M. D. HODGES ENTERPRISES, INC. v. FIRST GEORGIA BANK.

34129.

Supreme Court of Georgia.

Argued January 8, 1979.

Decided May 30, 1979.

King & Spalding, Charles M. Shaffer, Jr., Nolan C. Leake, B. Knox Dobbins, for appellant.

Troutman, Sanders, Lockerman & Ashmore, Otto F. Feil, III, for appellee.

HALL, Justice.

In September 1972, First Georgia Bank (appellee) loaned John K. Porter Co., a real estate brokerage firm, *665 $10,000. To secure the loan, Porter granted to First Georgia a security interest in account commissions from M. D. Hodges Enterprises (appellant). First Georgia never filed a financing statement, but it did notify Hodges of the assignment, directing Hodges to pay the account commissions to Porter until further notice from First Georgia.

In August 1974, Porter used these same account commissions as security for a loan from Trust Company Bank. In July 1975, Trust Company directed Hodges to pay the account commissions directly to it.
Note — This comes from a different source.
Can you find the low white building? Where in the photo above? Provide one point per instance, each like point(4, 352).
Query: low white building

In February 1976, Hodges Enterprises "cashed out" the account with Trust Company, i.e. Hodges allegedly paid a lump sum to Trust Company in satisfaction of all the monthly payments owed under the commission agreement.

When Porter defaulted on a loan to First Georgia, appellee notified Hodges in May 1976 to pay the account commissions to First Georgia directly. This loan on which Porter defaulted was not the original one which First Georgia made or a renewal of that original loan, but a $30,000 loan which represented the consolidation of two $15,000 notes. The first of the $15,000 loans was made in September 1973. First Georgia claims that the Hodges' account commissions were part of the security for the $30,000 loan through a "dragnet" clause in the initial $10,000 loan. It is undisputed that the $10,000 loan was repaid.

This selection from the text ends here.